Memgraph for Memgraph

Posted on Jul 20, 2023 • Originally published at memgraph.com

How to Build a Graph Web Application With Python, Flask, Docker & Memgraph

#flask #docker #memgraph #webdev

The goal is straightforward (or at least it seems simple enough). Let's build a
web application in Python that can visualize a graph and run some cool graph
algorithms out of the box. Maybe it's not your flavor, but I prefer the
Flask web framework for such occasions, so bear with me through this
tutorial.

Now, I am going to show you an example of how to accomplish this. You can also
take a look at the finished
app
on GitHub if you want to see the complete code.

The general outline of the tutorial is:

Create a Flask server
Dockerize your application
Import the data into Memgraph
Query the database

Graph visualizations will be covered in part two of the tutorial so stay
tuned! Spoiler alert, we are going to use D3.js to draw our graph.

Prerequisites

For this tutorial, you will need to install:

Docker
Docker Compose (which is included with Docker on Windows and macOS)

With Docker, we don't need to worry about installing Python, Flask, Memgraph...
essentially anything. Everything will be installed automatically and run
smoothly inside Docker containers!

Disclaimer: Docker fanboy alert

1. Create a Flask server

I included comments in the code to make it more understandable, but if at any
point you feel like something is unclear, join our Discord
Server and share your thoughts. First, create the
file app.py with the following contents:

import json
import logging
import os
from argparse import ArgumentParser
from flask import Flask, Response, render_template
from gqlalchemy import Memgraph

log = logging.getLogger(__name__)

def init_log():
    logging.basicConfig(level=logging.DEBUG)
    log.info("Logging enabled")
    # Set the log level for werkzeug to WARNING because it will print out too much info otherwise
    logging.getLogger("werkzeug").setLevel(logging.WARNING)
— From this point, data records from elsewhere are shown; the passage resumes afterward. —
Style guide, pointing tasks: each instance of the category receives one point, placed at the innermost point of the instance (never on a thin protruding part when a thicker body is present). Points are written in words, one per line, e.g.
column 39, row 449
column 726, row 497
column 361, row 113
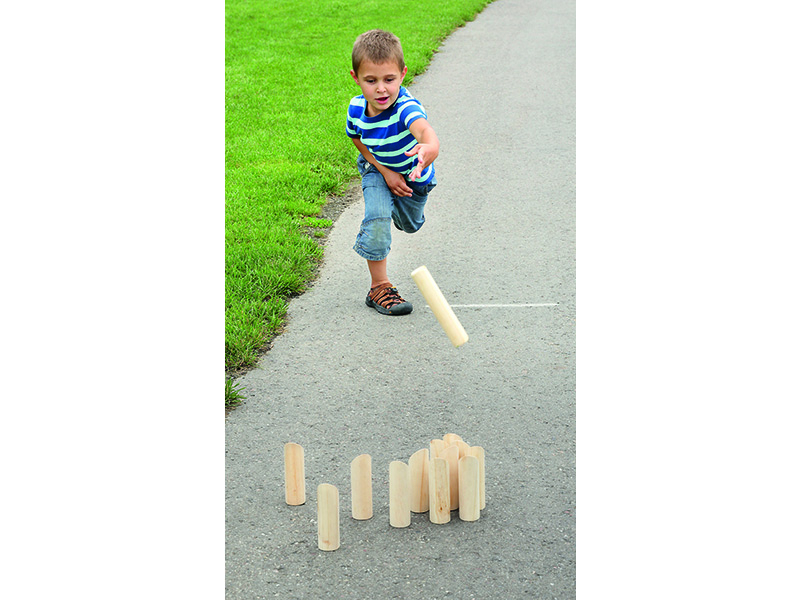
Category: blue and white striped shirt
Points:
column 387, row 136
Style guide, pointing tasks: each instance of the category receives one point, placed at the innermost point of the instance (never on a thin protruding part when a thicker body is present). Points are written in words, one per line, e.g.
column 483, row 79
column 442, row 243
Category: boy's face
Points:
column 380, row 84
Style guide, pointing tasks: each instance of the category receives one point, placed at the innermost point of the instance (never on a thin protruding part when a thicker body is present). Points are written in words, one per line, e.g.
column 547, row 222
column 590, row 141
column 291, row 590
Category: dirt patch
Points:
column 332, row 210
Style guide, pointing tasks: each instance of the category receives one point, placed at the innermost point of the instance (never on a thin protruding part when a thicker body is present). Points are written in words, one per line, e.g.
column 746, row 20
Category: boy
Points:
column 398, row 146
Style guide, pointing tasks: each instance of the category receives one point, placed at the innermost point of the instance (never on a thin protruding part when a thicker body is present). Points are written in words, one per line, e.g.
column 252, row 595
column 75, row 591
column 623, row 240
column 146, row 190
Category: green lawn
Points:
column 287, row 87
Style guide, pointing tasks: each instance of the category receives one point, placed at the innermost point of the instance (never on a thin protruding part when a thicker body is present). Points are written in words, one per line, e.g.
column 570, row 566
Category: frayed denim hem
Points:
column 364, row 254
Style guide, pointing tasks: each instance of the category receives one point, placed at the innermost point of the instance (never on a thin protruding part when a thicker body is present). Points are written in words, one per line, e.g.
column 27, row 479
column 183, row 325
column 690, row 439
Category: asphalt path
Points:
column 343, row 380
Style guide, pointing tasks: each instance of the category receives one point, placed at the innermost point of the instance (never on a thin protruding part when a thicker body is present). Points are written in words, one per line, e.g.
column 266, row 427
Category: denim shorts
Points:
column 381, row 208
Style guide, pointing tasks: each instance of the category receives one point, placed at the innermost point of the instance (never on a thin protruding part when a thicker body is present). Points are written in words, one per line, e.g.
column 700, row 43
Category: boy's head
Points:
column 378, row 47
column 378, row 69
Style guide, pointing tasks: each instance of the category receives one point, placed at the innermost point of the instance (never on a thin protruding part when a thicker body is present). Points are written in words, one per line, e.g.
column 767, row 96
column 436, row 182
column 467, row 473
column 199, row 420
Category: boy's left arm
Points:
column 427, row 148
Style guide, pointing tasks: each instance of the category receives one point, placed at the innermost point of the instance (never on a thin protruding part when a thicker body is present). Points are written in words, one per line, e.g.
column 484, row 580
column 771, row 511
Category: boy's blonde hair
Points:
column 379, row 47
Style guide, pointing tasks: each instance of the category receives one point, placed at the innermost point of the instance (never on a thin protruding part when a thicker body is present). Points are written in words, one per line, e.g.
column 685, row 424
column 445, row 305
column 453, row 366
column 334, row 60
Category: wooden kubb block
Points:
column 361, row 487
column 327, row 517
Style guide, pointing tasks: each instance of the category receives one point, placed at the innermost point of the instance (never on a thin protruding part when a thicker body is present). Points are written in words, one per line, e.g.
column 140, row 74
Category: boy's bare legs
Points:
column 378, row 272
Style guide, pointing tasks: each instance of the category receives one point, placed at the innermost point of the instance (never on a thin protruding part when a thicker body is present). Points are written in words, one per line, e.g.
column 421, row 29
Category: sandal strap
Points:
column 385, row 295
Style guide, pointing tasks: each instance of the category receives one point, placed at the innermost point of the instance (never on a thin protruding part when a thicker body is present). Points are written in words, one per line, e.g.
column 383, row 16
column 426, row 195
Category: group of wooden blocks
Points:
column 449, row 475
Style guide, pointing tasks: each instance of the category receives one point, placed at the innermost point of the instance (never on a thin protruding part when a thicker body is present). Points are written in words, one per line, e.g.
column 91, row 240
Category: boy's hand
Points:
column 396, row 183
column 425, row 155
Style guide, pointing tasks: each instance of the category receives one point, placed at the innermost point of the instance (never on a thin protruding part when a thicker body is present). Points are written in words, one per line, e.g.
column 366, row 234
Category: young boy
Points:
column 398, row 146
Other than the imports, the first few lines focus on setting up the logging. No
web application is complete without logging, so we will add the bare minimum and
disable the pesky werkzeug logger, which sometimes prints too much info.
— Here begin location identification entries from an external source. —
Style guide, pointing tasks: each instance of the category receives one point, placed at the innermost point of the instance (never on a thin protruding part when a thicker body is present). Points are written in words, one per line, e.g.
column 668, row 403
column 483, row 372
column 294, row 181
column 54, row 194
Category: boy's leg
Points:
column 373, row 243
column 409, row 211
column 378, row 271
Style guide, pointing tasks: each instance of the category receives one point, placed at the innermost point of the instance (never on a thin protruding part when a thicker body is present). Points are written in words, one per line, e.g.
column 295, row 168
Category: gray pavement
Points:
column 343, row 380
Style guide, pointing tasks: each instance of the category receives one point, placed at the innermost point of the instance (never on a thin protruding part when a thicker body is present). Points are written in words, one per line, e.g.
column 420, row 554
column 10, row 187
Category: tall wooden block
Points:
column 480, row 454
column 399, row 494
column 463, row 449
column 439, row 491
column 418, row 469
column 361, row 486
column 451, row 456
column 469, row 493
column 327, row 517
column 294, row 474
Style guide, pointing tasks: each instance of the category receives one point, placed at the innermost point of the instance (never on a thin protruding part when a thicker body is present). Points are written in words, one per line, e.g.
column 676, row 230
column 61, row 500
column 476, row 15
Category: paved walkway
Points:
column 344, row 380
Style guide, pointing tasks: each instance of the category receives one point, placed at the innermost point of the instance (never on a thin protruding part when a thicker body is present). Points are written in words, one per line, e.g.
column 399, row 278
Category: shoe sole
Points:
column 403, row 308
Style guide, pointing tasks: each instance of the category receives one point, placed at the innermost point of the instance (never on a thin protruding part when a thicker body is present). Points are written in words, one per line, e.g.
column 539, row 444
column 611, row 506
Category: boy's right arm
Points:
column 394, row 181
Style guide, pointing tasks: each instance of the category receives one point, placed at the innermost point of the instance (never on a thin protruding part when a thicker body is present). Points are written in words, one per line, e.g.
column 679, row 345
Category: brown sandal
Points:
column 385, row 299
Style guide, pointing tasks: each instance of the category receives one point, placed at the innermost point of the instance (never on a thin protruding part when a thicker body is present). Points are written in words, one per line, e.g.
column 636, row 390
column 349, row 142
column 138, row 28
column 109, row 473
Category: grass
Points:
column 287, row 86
Now, let's create an argument parser. This will enable you to easily change the
behavior of the app on startup using arguments.

# Parse the input arguments for the app
def parse_args():
    """
    Parse command line arguments.
    """
    parser = ArgumentParser(description=__doc__)
    parser.add_argument("--host", default="0.0.0.0", help="Host address.")
    parser.add_argument("--port", default=5000, type=int, help="App port.")
    parser.add_argument("--template-folder", default="public/template", help="Flask templates.")
    parser.add_argument("--static-folder", default="public", help="Flask static files.")
    parser.add_argument("--path-to-input-file", default="graph.cypherl", help="Graph input file.")
    parser.add_argument("--debug", default=True, action="store_true", help="Web server in debug mode.")
    print(__doc__)
    return parser.parse_args()

args = parse_args()

It’s time to create your server instance:

# Create the Flask server instance
app = Flask(
    __name__,
    template_folder=args.template_folder,
    static_folder=args.static_folder,
    static_url_path="",
)

You can finally create the view functions that will be invoked from the browser
via HTTP requests. In layman's terms, the homepage is called by:

# Retrieve the home page for the app
@app.route("/", methods=["GET"])
def index():
    return render_template("index.html")

The only thing that’s left is to implement and call the main() function:

# Entrypoint for the app that will be executed first
def main():
    # Code that should only be run once
    if os.environ.get("WERKZEUG_RUN_MAIN") == "true":
        init_log()
    app.run(host=args.host,
            port=args.port,
            debug=args.debug)

if __name__ == "__main__":
    main()

The somewhat strange statement os.environ.get("WERKZEUG_RUN_MAIN") == "true"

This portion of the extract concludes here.